Approximately 98% of the British population is registered with a GP [32
] and the register provides a convenient sampling frame of a local population. The prevalence of knee pain at baseline was 46.8% [14
]. To take account of non-response bias at baseline we standardised this to the age and gender distribution of the entire older population of the participating general practice registers. The population estimate of prevalence was unchanged by this. As responders were slightly older than non-responders at baseline, but slightly younger at follow-up, the age of our sample was similar at time of follow-up to the original study population.
Based on mid-2000 population estimates, [33
] the demographic profile of the study sample is similar to that of North Staffordshire as a whole (the region in which the 3 GP practices were based) and of England and Wales. In our study, 56% of baseline responders were female, compared with 54% of the over 50 population in North Staffordshire and England and Wales. The proportion of people aged over 75 years in the baseline survey sample was 21%, compared to 22% in North Staffordshire and 23% in England and Wales. The study sample was slightly different to the UK as a whole, however, in terms of ethnicity as 99% of responders were white UK/European origin, a figure that does reflect the make up of the North Staffordshire population. The potential for prevention of knee pain may be different in populations with a different ethnic mixture. However, we estimate that 19% of new cases of severe knee pain could be avoided by a shift downwards in BMI category and this is similar to that derived in a US study by Leveille et al [16
] who reported 18% of arthritis cases were attributable to obesity.

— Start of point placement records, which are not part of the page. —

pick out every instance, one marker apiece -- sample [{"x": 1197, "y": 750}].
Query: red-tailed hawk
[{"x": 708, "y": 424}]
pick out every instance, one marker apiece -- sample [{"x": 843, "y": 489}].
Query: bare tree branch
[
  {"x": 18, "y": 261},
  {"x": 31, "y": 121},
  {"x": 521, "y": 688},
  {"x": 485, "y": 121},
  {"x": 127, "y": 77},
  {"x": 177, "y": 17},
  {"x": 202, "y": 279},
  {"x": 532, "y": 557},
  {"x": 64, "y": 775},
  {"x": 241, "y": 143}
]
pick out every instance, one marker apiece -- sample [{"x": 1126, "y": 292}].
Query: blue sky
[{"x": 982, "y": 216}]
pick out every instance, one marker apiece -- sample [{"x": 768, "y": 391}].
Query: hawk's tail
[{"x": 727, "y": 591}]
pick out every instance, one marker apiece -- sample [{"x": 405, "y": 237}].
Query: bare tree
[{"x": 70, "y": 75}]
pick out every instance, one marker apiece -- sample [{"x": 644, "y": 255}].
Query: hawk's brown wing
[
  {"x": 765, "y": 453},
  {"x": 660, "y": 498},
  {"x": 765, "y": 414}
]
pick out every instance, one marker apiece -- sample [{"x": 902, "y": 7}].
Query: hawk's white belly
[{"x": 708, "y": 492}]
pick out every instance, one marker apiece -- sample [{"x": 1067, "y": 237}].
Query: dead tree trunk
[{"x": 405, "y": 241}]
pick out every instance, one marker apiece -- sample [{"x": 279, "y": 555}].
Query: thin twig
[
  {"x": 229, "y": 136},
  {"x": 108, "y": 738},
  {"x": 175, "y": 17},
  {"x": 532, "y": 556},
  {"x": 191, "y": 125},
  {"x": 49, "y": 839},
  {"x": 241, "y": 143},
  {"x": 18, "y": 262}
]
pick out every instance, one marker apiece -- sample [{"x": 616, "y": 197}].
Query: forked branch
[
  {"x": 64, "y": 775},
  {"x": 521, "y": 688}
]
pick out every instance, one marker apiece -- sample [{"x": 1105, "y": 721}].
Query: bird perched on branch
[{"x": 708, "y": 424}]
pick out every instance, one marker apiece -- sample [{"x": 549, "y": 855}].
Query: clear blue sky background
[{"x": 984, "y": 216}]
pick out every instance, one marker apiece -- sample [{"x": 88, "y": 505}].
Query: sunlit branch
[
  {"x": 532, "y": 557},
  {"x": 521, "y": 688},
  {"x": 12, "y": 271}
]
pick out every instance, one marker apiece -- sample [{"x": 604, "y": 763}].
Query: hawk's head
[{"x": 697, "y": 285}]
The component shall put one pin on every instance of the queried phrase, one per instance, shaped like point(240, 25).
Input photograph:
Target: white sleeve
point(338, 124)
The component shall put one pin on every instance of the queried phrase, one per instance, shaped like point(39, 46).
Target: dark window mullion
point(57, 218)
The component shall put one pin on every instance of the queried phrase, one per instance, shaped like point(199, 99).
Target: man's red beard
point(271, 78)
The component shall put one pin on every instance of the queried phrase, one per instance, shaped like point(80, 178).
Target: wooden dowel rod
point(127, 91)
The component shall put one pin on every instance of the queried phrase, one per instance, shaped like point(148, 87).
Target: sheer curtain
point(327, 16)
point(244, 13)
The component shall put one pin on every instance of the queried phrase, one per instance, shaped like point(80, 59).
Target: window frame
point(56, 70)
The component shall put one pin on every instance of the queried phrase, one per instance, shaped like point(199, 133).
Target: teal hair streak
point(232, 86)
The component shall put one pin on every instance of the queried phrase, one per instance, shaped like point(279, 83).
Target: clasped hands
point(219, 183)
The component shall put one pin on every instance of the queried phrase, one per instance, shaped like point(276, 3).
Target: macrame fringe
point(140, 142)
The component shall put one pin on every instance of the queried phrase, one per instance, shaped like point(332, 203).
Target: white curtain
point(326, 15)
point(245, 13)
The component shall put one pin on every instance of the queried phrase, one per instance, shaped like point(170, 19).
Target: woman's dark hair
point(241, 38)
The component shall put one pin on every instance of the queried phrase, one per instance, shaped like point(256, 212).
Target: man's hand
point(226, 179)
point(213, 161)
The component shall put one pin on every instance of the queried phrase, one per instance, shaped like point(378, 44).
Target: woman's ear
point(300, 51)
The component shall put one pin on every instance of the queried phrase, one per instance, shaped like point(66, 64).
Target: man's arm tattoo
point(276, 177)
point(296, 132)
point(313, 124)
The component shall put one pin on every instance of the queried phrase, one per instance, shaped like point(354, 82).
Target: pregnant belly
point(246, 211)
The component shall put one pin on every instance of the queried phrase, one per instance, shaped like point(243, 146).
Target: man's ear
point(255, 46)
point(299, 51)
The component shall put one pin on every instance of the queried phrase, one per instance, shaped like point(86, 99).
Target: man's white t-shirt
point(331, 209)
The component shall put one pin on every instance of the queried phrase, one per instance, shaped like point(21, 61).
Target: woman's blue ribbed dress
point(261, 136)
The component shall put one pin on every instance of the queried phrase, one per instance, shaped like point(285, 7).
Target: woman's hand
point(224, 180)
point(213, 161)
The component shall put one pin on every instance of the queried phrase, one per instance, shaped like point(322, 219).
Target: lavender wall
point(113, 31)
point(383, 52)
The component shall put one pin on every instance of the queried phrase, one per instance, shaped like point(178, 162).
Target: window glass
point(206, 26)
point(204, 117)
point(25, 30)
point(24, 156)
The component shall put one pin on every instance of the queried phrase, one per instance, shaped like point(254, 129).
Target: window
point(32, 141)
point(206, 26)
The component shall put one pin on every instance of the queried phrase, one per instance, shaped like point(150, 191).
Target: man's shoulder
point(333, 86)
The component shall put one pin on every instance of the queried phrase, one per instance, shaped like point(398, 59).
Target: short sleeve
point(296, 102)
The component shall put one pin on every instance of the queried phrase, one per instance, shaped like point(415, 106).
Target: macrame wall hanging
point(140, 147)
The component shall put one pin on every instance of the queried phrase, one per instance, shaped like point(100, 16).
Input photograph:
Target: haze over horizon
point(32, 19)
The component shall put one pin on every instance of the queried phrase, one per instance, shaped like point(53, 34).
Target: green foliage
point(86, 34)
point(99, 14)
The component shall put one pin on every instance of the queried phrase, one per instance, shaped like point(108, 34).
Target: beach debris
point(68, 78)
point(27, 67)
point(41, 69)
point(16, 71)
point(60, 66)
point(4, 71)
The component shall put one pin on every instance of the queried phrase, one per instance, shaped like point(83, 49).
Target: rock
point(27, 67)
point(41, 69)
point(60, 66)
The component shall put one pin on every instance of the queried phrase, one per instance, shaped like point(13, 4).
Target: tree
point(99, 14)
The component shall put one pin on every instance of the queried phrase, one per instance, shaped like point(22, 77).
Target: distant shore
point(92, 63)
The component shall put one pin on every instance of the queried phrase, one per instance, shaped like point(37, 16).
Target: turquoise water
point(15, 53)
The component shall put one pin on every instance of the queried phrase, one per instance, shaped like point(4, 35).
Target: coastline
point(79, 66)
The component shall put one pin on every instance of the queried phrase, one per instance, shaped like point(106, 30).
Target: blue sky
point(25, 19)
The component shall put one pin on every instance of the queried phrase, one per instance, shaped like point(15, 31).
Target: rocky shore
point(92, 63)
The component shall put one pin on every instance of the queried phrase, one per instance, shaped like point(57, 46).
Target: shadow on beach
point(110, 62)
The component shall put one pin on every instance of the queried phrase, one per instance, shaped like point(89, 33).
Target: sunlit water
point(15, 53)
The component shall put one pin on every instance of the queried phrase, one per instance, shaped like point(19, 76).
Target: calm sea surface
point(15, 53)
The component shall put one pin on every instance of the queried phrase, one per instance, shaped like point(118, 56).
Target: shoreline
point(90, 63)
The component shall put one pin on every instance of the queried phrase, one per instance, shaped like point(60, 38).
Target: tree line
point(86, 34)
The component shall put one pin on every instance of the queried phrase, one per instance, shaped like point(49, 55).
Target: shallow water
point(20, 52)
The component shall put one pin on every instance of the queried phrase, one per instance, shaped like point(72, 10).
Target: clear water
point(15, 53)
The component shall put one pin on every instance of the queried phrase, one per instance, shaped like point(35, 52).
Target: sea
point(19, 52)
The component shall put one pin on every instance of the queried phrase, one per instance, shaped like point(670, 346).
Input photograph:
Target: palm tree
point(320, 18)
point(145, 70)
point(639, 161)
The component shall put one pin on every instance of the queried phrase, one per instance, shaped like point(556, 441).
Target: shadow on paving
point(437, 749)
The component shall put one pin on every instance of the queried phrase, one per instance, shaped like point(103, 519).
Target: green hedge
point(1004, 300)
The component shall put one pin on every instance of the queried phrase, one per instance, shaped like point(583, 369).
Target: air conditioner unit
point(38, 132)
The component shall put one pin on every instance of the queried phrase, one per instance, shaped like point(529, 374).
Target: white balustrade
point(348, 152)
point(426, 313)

This is a population-based study and our aim was to report the impact of excess weight avoidance on knee pain in the general population, regardless of consultation. This approach required the use of self-reported knee pain data instead of, for example, radiographic evidence of changes within the knee joint. The Knee Pain Screening Tool has been previously reported as valid and reliable [17
]. However, individuals with musculoskeletal pain often experience episodes of pain separated by pain free periods. The two surveys used in this study may have failed to capture some such recurrently painful episodes, thereby introducing some underestimation of episodic knee pain.
We also used self-reported data to calculate BMI and this may underestimate true population BMI [34
]. However, the mean BMI score in our population was is in line with national trends [35
]. The test-retest reliability of our BMI data was very good. Any misclassification would mean that our risk ratios are underestimates of the true associations between knee pain and obesity and overweight.
Another limitation is that there may be confounding factors for which our analysis has been unable to account. Such influences might include, for example, the use of medications, occupation, physical activities and other health problems like cardiovascular disease.